That Ending, Though.
The movie should have wrapped up very soon after the climatic death of Ivan. It has it all– drama, violence, Crying First Lady, snappy catchphrase (we all know it by heart, right?). The Russian is choked to death by the release of his own parachute, by the very manly American hands of the Prez. Yay!
But wait. Now we have about 15 more minutes of action and, surprisingly, very bad CGI as Mr. President is forced to fly his plane (thank goodness he fares better at this than real-life Harrison Ford), grit his teeth as he fends off enemy air attacks (just adding insult to injury at this point), get EVERYONE remaining off the plane safely via a zipline-sort-of-situation, and THEN confront his betrayer. Oh. Yeah, this betrayer is a dude on AFO staff whom we’ve all forgotten about at this point because he’s played by a virtually faceless actor that I dare you to name. Naturally, POTUS gets off just in time for Air Force One to crash, in a blaze of lame, into the sea.
The Air Force One Legacy
Apparently, at some point in his presidential campaign, Donald Trump loudly praised Air Force One as one of his favorite movies, which made all of us like it quite a bit less. Of COURSE Trump loves Air Force One, it’s loud and dumb at times and it turns the POTUS into an action hero who doesn’t really do a lot of president-type stuff except for killin’ baddies. Of COURSE that’s what being the President is all about.

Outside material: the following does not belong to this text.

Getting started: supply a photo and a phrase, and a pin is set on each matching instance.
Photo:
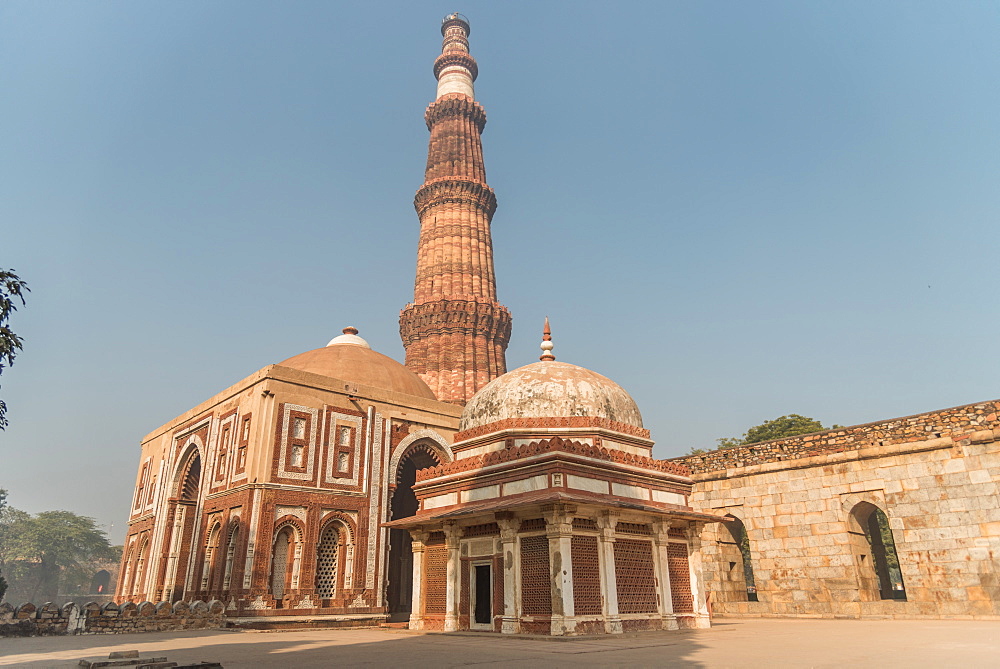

Harrison Ford was quick to pipe up on the subject, remarking to the press that all should be aware that Air Force One, surprise, is actually just a movie.
The Orange One aside, this movie really is beloved for the exact reason that Ford highlighted. Air Force One was one of the last of its kind– the big, violent-but-not-explicitly-so, broad, family values-oriented action movie that not only kept us on our toes but made us jump to our feet cheering at the end because of its patriotic themes. It boasted big stars (back when that was all you needed to really open a movie), big money, and escapism that was down-to-earth enough that one didn’t feel as though they were indulging in complete fantasy. It was just a movie.
With the cinemascape shifting so much these days, modern audiences have become somewhat cynical. We have grown accustomed to high-concept movies, we are too sharp and self-aware to cow-tow to Capra-esque messages about loving our country, we know when we are being pitched to. We only love Harrison Ford for nostalgic reasons. I include myself in this group; it is now just not enough to be offered Air Force One. I demand complex, compelling characters that dwell in the grey of morality, I want a satisfying yet unpredictable plot, I want strong female leads, I want surprising villains, I want witty banter that perhaps only Aaron Sorkin can give me, and I really, really don’t want to be spoon-fed The Moral Of The Story.
But the thing is, I DO love Air Force One. I think that’s due to the fact that even though I don’t want an AFO Part II anytime soon, I miss the days when something as simple and transparent as Harrison Ford saving his family (AND AMERICA) from the clutches of Evil Gary The Russian was enough to satisfy me (and America). Those were good times.